Whether you’re trying to keep your cat in or other cats out, knowing how to keep cats from climbing your fence is going to be important.
Cats are notorious escape artists. They are smart, wily, and incredibly cunning. And, they don’t take no for an answer very easily.
If you have a cat who wants to get in your yard or one that wants to get out, finding a way to prevent this is going to be tricky, but it can be done.
There are several ways to keep cats from climbing your fence. These include installing roller balls or anti-cat spikes on the top of your fence, putting up netting or barriers, building a higher fence, and using a cat repellant.
Each of the above solutions has its pros and cons, depending on how much time you’re willing to commit and how much money you want to spend.
Also, the more determined the cat is, the more you may find one method works better than another.
I have always had indoor cats, but recently adopted one from a local animal shelter.
Because she was originally an alley cat, she loves to be outdoors and wander, which isn’t always appreciated by my neighbors.
I’ve spent some time trying to figure out a way I can allow her to spend time outside, without making my fence an eye-sore, or breaking my budget.
How to Keep Cats From Climbing Your Fence
Fencing has its purposes, whether you live in the middle of an urban area, smack in the middle of a neighborhood, or out in the middle of nowhere.
Usually, we put up fences to either keep something in or to keep other things out. But if our fencing isn’t effective, what’s the point?
No matter if we are trying to keep our cats in our yard or other cats out, we need to know the fencing we have chosen is adequate and can do the job.
Our cat’s safety and our neighborhood relations depend on it!
But if it turns out our fencing isn’t as effective as we would like it to be, don’t worry. There are several things that can be done to rectify that.
1. Place Netting on Top of the Fence
Most homeowners who are struggling with unwanted cats in their yard or with their own feline friend getting out will first try and place the netting on top of the fence.
A heavy mesh netting placed on top of the fence will make it more challenging for cats to scale and climb.
Netting is popular because it’s easy to install, not super expensive, and will also keep deer or other unwanted animals from being able to jump or climb your fence.
One downside to netting is it may not provide the look you want for your yard.
Netting can be seen as unattractive and if you have a fence you find aesthetically pleasing, you may not be as excited about this option.
2. Install Roller Bars and/or Anti-Cat Spikes
Perhaps more effective than netting is to install roller bars like this one.
This can be placed on top of your existing fence and will roll, making it tough for even the most dextrous cats to make it over your existing fence.
Another great option similar to the roller bars is to place anti-cat spikes all across your fence. These tiny spikes will make it tough for any feline to maneuver across them.

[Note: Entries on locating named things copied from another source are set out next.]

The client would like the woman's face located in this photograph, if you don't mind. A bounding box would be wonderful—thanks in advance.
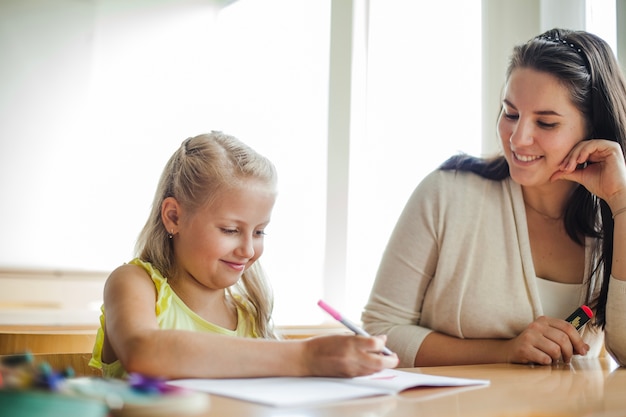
[498,68,585,186]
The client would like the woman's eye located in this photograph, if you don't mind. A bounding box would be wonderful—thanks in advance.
[537,122,557,129]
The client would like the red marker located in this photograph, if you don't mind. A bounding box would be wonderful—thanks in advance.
[565,305,593,330]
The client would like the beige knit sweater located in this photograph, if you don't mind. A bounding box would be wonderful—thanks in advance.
[362,170,626,367]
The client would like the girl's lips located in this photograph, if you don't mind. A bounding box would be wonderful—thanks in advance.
[222,260,246,271]
[511,151,543,163]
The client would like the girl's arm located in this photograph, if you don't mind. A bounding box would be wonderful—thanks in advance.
[102,265,397,378]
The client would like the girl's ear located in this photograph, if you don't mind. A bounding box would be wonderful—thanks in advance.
[161,197,180,235]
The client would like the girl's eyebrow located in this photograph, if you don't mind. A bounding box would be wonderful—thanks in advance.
[502,99,563,117]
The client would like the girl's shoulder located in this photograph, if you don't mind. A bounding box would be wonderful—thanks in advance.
[105,260,160,294]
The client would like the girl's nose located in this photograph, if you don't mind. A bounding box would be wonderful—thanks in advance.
[236,237,254,258]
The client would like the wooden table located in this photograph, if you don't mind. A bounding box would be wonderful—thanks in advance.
[191,359,626,417]
[0,325,97,355]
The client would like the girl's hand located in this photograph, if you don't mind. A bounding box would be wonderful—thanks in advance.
[506,316,589,365]
[304,335,398,377]
[552,139,626,210]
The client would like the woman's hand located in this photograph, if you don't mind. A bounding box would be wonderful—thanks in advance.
[552,139,626,211]
[506,316,589,365]
[304,335,398,377]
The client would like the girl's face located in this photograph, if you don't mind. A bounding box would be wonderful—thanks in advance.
[175,180,276,289]
[498,68,585,186]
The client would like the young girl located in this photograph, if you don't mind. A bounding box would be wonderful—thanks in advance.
[90,132,398,378]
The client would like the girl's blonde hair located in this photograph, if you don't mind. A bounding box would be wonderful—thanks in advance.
[135,131,277,338]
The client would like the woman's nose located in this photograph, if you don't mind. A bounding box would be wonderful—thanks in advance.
[509,120,534,146]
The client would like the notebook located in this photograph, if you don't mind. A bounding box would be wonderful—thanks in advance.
[167,369,489,407]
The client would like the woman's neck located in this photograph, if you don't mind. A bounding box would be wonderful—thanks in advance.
[522,181,576,221]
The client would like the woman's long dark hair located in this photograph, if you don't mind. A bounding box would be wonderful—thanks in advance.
[440,29,626,328]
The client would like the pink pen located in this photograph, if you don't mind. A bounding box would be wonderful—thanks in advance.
[317,300,393,355]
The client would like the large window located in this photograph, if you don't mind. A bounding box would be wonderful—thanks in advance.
[18,0,616,324]
[0,0,480,324]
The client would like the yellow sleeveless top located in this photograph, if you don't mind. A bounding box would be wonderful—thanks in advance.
[89,258,258,378]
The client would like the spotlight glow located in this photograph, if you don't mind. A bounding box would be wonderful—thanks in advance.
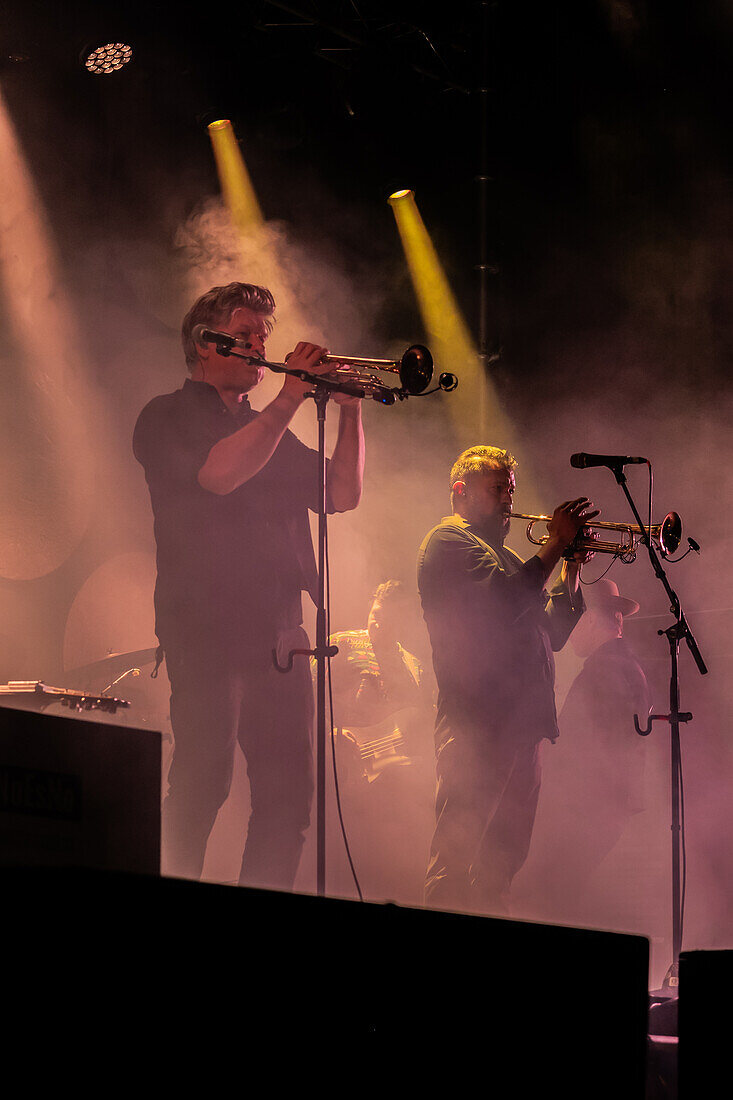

These are made of plastic or metal and will often serve a dual purpose of keeping birds and squirrels off your fencing as well.
Both of the above items are relatively easy to install.
Many people think they are more attractive, or at least less of an eye-sore than netting, but they will be more expensive.
3. Build a Higher Fence
Here’s an option if you would prefer not to have to install anything on top of your existing fence either because you don’t like the look of your neighborhood doesn’t allow it.
Adding height to your existing fence may be all you need to keep out unwelcome cat guests or prevent your cat from roaming.
This is probably the most attractive option of all three and will give you additional privacy, which may be one of the reasons you built the fence in the first place.
One problem with adding on to your current fence is this: cats are climbers, so just making a higher fence might not give you the results you are hoping for.
Depending on the cat’s agility and determination, they can climb pretty high.
And, if it’s a wood fence, certain felines won’t find it any harder to climb a taller fence than they would find it hard to climb a taller tree.
4. Use a Cat Repellent
Finally, another option that will leave your current fence intact but could provide the solution you’re looking for is to consider buying a cat repellent.
You have a few options in this category to try.
One is to opt for an ultrasonic cat repeller that uses motion sensors and strobe lights to scare critters away from your yard or back in, depending on what you need.
These are not harmful, nor do they tend to be annoying to humans.
Another product to try is a motion-activated spray device that will trigger when a cat has gotten within a certain range of it.
The resulting liquid that is released is not harmful but will make your kitty think twice about leaving or entering the yard.
The obvious problem with the repellent option is you are only going to be able to deter a cat from climbing your fence in a specific area.
If you have a large fence, this may not be the ideal solution, but can work well if there’s a specific spot where entering and/or exiting is easy.
Summing Up Keeping Cats from Climbing Your Fence
There are a few ways to keep cats from climbing your fence. Whether it includes anti-cat spikes, cat repellant, or simply building a higher fence, you can easily DIY your way into keeping your cats where you need them to go.
Hopefully you found this guide useful and can now easily keep cats where you need them!